Uccise fioraio per mancanza di rispetto durante un funerale, arrestato reggente del clan

Bruno Piacente accusato dell'agguato contro la vittima

di Redazione
Uccise fioraio per mancanza di rispetto durante un funerale, arrestato reggente del clan

Uccise un fioraio ambulante per "mancanza di rispetto" durante il funerale di un esponente del clan. Arrestato, Bruno Piacente, reggente del clan a Brusciano. I Carabinieri della Compagnia di Castello di Cisterna hanno appena dato esecuzione ad un provvedimento cautelare emesso dal GIP del Tribunale di Napoli, su richiesta della Direzione Distrettuale Antimafia, nei confronti del reggente del clan “Rega-Piacente” di Brusciano, attualmente gravemente indiziato, in concorso con complici non identificati, di “omicidio e porto abusivo di armi aggravati dalle modalità mafiose”. L’attività di indagine, avviatasi all’indomani dell’agguato a colpi d’arma da fuoco, avvenuto a Brusciano il 24 marzo del 2019, in cui morì Fortunato De Longis. La vittima, ritenuto vicino, al clan camorristico “Palermo”, ucciso per uno sgarro.
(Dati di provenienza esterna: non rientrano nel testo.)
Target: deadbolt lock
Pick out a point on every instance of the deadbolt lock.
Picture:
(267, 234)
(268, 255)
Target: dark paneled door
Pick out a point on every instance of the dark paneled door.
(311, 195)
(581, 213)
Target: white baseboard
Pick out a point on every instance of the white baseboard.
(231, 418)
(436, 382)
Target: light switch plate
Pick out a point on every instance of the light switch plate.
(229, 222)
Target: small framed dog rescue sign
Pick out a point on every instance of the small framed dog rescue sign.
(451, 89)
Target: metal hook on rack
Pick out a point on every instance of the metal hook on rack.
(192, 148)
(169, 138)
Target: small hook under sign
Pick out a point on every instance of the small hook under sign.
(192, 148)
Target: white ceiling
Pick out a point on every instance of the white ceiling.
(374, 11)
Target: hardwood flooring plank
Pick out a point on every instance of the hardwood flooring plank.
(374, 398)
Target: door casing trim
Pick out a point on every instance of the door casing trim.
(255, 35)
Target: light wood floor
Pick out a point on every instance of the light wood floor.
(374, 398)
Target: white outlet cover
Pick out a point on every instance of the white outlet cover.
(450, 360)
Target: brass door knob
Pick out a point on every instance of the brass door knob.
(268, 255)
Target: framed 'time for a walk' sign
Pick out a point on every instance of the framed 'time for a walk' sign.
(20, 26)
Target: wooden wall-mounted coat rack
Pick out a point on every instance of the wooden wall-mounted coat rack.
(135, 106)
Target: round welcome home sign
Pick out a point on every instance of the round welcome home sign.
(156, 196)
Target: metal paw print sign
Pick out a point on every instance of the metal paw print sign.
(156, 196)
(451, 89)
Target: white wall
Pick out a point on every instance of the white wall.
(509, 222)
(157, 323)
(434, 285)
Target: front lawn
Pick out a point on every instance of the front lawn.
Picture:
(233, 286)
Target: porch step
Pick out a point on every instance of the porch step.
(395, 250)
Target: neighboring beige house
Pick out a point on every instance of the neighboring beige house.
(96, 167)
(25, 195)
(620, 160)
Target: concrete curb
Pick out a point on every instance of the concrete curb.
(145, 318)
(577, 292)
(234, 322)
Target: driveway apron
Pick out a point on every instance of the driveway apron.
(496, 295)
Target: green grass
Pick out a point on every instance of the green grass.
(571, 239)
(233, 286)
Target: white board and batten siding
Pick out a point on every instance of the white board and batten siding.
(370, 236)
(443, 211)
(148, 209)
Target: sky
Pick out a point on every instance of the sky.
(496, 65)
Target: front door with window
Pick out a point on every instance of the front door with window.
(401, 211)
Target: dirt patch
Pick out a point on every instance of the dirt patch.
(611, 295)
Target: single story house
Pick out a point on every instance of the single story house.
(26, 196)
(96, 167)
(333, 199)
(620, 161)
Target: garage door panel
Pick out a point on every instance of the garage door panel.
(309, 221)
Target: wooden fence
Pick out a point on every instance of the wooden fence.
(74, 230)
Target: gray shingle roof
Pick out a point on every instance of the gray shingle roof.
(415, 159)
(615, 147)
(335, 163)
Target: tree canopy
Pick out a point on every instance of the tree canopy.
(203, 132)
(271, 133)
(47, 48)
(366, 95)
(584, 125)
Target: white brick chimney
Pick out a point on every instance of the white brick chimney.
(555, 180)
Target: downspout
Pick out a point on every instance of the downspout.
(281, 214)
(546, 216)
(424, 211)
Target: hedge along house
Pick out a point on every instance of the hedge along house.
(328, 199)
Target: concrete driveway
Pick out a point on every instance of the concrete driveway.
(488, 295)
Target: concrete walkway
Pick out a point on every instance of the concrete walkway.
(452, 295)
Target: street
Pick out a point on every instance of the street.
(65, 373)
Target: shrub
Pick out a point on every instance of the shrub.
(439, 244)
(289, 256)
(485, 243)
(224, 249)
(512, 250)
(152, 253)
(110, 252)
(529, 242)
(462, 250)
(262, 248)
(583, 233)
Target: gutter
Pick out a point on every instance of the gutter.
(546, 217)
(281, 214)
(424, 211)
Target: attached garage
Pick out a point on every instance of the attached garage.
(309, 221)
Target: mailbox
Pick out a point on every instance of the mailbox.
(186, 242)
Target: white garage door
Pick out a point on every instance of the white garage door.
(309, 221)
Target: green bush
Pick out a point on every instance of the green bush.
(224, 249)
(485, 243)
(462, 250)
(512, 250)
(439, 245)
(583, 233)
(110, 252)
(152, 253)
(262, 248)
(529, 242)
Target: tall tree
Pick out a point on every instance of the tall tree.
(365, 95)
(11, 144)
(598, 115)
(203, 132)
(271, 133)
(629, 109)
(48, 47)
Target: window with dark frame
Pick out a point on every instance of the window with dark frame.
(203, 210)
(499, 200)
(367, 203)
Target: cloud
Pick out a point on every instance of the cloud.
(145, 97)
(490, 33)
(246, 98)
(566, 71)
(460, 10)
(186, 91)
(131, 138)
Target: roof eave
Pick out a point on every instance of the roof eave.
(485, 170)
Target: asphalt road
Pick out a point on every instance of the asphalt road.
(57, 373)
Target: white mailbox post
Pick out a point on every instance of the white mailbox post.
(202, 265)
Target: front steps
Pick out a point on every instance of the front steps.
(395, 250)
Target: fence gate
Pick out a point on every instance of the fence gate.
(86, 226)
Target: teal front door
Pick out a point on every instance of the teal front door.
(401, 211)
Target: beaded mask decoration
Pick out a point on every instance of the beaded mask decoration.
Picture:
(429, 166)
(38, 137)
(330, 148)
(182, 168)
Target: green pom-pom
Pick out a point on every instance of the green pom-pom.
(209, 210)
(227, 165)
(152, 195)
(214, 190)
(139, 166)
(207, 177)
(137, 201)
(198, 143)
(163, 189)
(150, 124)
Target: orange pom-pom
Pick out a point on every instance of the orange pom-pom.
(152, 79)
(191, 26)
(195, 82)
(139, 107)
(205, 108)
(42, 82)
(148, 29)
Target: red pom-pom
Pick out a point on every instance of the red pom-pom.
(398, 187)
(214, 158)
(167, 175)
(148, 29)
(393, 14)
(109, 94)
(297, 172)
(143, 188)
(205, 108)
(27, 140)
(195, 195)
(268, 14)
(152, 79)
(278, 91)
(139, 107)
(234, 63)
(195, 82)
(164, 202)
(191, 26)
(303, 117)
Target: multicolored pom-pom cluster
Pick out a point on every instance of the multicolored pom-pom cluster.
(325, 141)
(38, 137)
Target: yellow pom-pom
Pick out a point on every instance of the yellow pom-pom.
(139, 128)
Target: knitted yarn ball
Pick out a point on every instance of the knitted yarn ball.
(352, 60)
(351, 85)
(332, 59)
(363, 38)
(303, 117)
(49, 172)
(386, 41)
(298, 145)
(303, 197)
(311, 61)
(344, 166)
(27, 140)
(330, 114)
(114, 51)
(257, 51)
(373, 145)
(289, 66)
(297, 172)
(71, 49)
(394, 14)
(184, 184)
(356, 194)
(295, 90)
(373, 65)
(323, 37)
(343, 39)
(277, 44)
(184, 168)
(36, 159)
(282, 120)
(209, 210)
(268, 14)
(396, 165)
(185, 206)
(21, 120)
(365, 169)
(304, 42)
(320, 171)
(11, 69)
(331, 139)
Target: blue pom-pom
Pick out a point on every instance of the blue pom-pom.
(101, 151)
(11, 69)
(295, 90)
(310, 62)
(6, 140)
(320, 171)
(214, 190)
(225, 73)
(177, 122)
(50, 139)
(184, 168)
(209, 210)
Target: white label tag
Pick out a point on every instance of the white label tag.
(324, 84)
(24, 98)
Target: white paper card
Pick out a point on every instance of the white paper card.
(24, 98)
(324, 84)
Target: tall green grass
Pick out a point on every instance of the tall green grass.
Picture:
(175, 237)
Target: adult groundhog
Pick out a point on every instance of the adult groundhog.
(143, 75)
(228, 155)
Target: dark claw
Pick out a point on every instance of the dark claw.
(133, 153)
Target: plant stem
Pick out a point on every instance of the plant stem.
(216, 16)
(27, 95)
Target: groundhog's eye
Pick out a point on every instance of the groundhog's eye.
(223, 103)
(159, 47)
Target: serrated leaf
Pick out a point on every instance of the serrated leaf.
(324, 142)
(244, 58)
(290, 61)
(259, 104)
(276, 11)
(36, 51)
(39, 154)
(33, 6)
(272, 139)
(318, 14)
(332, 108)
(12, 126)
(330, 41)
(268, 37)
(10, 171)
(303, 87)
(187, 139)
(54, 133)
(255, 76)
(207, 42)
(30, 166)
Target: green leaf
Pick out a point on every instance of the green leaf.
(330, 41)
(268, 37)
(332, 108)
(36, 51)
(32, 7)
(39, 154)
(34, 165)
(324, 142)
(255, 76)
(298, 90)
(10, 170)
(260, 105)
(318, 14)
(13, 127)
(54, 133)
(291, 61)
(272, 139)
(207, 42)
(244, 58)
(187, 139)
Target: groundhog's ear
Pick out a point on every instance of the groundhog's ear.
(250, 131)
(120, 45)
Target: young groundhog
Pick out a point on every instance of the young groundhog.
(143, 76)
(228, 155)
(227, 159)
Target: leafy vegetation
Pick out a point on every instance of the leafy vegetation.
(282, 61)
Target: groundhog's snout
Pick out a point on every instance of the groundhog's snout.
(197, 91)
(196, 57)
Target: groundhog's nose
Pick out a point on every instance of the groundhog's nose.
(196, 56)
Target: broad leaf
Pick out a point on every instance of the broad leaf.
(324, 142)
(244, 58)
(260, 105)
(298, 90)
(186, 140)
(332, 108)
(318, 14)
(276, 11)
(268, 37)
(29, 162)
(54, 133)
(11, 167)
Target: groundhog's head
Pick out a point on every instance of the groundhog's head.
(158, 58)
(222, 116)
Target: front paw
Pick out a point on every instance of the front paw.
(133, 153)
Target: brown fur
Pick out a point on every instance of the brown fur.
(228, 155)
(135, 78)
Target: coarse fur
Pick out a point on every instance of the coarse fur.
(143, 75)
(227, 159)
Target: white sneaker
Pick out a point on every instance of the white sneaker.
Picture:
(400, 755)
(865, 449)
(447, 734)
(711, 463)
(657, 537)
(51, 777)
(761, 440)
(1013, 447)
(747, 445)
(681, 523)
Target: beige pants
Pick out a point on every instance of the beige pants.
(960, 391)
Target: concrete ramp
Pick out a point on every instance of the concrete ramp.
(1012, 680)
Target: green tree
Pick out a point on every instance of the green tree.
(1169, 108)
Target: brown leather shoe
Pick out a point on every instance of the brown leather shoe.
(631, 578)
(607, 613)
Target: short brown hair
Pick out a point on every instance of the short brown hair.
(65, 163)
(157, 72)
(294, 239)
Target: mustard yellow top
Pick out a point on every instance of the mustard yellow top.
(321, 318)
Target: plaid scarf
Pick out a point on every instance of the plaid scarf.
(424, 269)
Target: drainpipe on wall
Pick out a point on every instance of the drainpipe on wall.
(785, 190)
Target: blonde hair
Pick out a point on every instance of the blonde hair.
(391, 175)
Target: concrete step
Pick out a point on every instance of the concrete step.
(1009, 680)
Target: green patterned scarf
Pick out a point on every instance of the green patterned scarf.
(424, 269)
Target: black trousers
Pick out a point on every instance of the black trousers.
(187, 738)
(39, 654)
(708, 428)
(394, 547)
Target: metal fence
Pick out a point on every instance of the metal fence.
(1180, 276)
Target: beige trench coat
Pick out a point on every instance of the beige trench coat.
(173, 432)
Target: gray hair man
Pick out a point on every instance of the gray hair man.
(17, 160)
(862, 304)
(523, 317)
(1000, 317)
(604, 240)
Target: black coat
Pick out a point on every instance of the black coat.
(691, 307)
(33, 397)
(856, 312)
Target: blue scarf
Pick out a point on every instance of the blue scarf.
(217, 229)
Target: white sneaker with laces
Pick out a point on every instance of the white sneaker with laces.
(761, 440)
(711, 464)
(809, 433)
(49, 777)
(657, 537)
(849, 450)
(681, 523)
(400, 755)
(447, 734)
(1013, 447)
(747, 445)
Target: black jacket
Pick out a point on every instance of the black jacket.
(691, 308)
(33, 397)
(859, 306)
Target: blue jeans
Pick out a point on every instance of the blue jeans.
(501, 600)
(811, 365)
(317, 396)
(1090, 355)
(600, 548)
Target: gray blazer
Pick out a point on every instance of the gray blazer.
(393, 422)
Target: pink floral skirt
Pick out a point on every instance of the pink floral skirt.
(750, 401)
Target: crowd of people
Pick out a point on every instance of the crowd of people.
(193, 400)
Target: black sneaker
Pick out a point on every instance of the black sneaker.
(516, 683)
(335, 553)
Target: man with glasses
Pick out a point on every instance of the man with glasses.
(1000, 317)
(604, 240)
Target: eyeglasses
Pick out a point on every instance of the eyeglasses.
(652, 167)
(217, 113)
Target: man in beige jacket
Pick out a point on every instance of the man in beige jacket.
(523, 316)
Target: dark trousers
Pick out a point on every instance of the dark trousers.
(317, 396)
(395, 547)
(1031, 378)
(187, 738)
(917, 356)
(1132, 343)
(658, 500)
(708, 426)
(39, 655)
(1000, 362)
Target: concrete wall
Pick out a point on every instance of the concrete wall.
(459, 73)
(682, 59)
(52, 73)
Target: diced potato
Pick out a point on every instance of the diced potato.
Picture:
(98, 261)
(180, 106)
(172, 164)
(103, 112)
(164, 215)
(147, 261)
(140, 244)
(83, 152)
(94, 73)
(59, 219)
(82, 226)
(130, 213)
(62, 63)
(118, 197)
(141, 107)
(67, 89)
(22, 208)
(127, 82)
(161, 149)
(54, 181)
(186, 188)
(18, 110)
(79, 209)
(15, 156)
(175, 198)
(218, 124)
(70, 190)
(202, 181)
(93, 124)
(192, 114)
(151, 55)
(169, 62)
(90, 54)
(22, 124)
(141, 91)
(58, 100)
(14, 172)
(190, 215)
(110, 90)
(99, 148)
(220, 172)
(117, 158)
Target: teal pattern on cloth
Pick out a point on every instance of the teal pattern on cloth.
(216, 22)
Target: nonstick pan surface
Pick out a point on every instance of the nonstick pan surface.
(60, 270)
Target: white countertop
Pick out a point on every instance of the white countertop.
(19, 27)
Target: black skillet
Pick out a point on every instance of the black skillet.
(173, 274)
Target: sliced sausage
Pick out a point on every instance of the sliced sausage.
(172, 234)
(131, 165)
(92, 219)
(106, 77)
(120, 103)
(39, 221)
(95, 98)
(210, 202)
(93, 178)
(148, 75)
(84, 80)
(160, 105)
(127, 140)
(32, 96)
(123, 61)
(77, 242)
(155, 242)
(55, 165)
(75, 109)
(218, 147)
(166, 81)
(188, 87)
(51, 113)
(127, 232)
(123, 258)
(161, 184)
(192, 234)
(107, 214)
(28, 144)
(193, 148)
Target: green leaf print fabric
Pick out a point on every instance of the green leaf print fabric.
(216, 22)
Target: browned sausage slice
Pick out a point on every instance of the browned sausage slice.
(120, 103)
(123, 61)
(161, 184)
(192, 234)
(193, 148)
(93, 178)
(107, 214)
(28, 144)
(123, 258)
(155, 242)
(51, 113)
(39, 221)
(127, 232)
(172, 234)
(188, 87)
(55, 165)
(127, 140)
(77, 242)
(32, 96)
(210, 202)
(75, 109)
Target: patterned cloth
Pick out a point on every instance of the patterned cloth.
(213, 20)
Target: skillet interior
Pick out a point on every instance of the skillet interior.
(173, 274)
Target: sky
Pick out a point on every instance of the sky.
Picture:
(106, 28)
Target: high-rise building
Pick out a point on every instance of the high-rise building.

Il fioraio, mentre era all’interno del proprio furgone adibito alla rivendita ambulante di piante, veniva raggiunta da due moto di grossa cilindrata, con quattro persone a bordo che esplodevano al suo indirizzo tre colpi di pistola, poi andati a segno all’altezza del braccio e del fianco sinistro. Il raid dopo un’accesa lite avvenuta poco prima dell’agguato, tra la vittima ed esponenti dell’avverso clan “Rega-Piacente” di Brusciano, durante la cerimonia funebre di un parente di questi ultimi per una presunta “mancanza di rispetto”. La morte del pregiudicato si inquadra nelle più ampie dinamiche di conflittualità e contrasto per il controllo del territorio e delle “piazze di spaccio”, tra esponenti del clan “Rega-Piacente” e l’emergente clan “Palermo”, impegnati a contendersi il controllo del quartiere “219” di Brusciano.